Hush, maidy, he says, turning to her. You cannot remember. Hush, now. Don’t say these things. There was no priest in the night. He did not touch your head. Don’t ever let anyone hear you say that. Don’t let your mother hear.

Agnes doesn’t know if he means Joan, the woman in the house, or her own mother, up in Heaven. It feels to her as though the world has cracked open, like an egg. The sky above her could, at any moment, split and rain down fire and ash upon them all. At the edges of her sight seem to hover dark, nebulous shapes. The farmhouse, the pig-pen, her brothers and sisters in the yard, all seem at once far away and unbearably close. She knows there had been a priest. How can her father pretend otherwise? She remembers the cross around his neck that he brought to his lips to kiss, the way his bowl left feather smoke in the air over her mother and the baby, that he spoke her mother’s name, over and over, in the middle of his mysterious prayers: Rowan, Rowan. She remembers. Poor lamb, he had said to her. Her father says, Hush, never say that, so she runs from him, from the lamb, slack and empty of blood now, little more than a sack of gizzard and bone, and into the forest where she screams these things to the trees, to the leaves, to the branches, where no one can hear. She grips the thorned stems of brambles until they pierce her skin and she shouts to the God of the church they walk to every Sunday, in neat formation, carrying the babies on their backs, where there is no smoke, no bowls, no speaking in tongues. She calls on him, she bawls his name. You, she says, you, do you hear me, I am finished with you. After this time, I will go to your church because I must but I shan’t say a word there because there is nothing after you die. There is the soil and there is the body and it all comes to nothing.
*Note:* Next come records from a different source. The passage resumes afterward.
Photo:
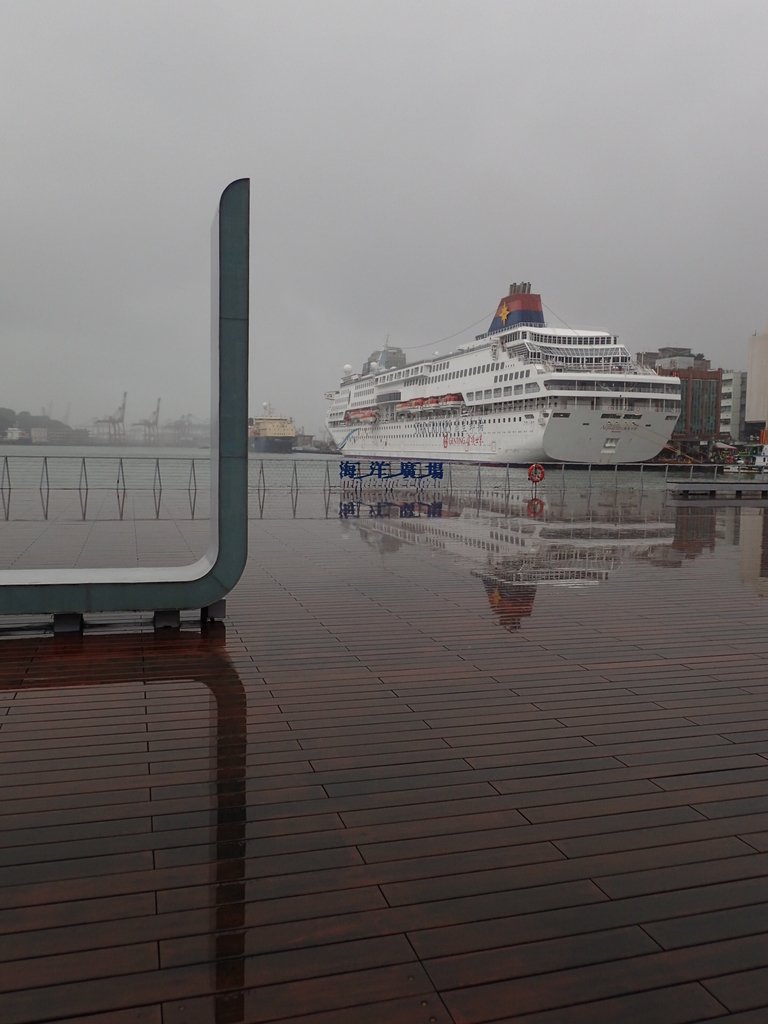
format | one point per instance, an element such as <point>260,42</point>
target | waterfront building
<point>698,425</point>
<point>757,383</point>
<point>672,357</point>
<point>733,404</point>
She tells this to the apothecary’s widow and these words make the old woman look up. The wheel whirs more slowly, winding down, as the woman stares at the child. Never say this to anyone else, she says to Agnes, in her creaking voice. Never. You’ll bring seven kinds of trouble down on your head, otherwise.
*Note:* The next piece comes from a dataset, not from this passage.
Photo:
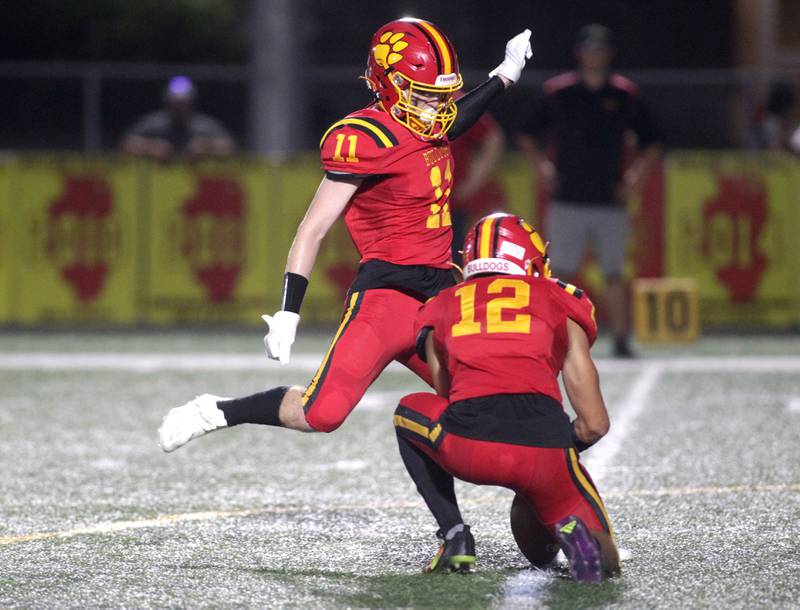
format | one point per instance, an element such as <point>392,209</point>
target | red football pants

She grows up watching the mother with the shoes hug and pet her fair, chubby children. She watches her place the freshest breads, the choicest meat on their plates. Agnes must live with a sense of herself as second-tier, deficient in some way, unwanted. She is the one who must sweep the floors, change the babies’ napkins, rock them to sleep, rake out the grate and coax the fire to life. She sees, she recognises, that any accident or misfortune – a dropped platter, a broken jug, some ravelled knitting, unrisen bread – will somehow be her fault. She grows up knowing that she must protect and defend Bartholomew from all of life’s blows, because no one else will. He is of her blood, wholly and completely, in a way that no one else is. She grows up with a hidden, private flame inside her: it licks at her, warms her, warns her. You need to get away, the flame tells her. You must.
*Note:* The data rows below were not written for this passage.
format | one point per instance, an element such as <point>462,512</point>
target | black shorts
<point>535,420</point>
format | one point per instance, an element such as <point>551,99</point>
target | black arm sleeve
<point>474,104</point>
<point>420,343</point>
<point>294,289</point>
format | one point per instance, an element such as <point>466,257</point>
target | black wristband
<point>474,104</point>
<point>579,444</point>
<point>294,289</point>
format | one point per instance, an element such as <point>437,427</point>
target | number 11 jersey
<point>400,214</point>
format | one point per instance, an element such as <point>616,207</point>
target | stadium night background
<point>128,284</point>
Agnes will rarely – if ever – be touched. She will grow up craving just that: a hand on hers, on her hair, on her shoulder, the brush of fingers on her arm. A human print of kindness, of fellow feeling. Her stepmother never comes near her. Her siblings paw and claw at her but that doesn’t count.

She grows up fascinated by the hands of others, drawn always to touch them, to feel them in hers. That muscle between thumb and forefinger is, to her, irresistible. It can be shut and opened like the beak of a bird and all the strength of the grip can be found there, all the power of the grasp. A person’s ability, their reach, their essence can be gleaned. All that they have held, kept, and all they long to grip is there in that place. It is possible, she realises, to find out everything you need to know about a person just by pressing it.

When she is no more than seven or eight, a visitor lets Agnes hold her hand in this way and Agnes says, You will meet your death within the month, and doesn’t it come true, just like that, the visitor being struck down with an ague the very next week? She says that the shepherd will be knocked off his feet and hurt his leg, that her father will be caught in a storm, that the baby will fall ill on its second birthday, that the man offering to buy her father’s sheepskins is a liar, that the pedlar at the back door has intentions towards the kitchen maid.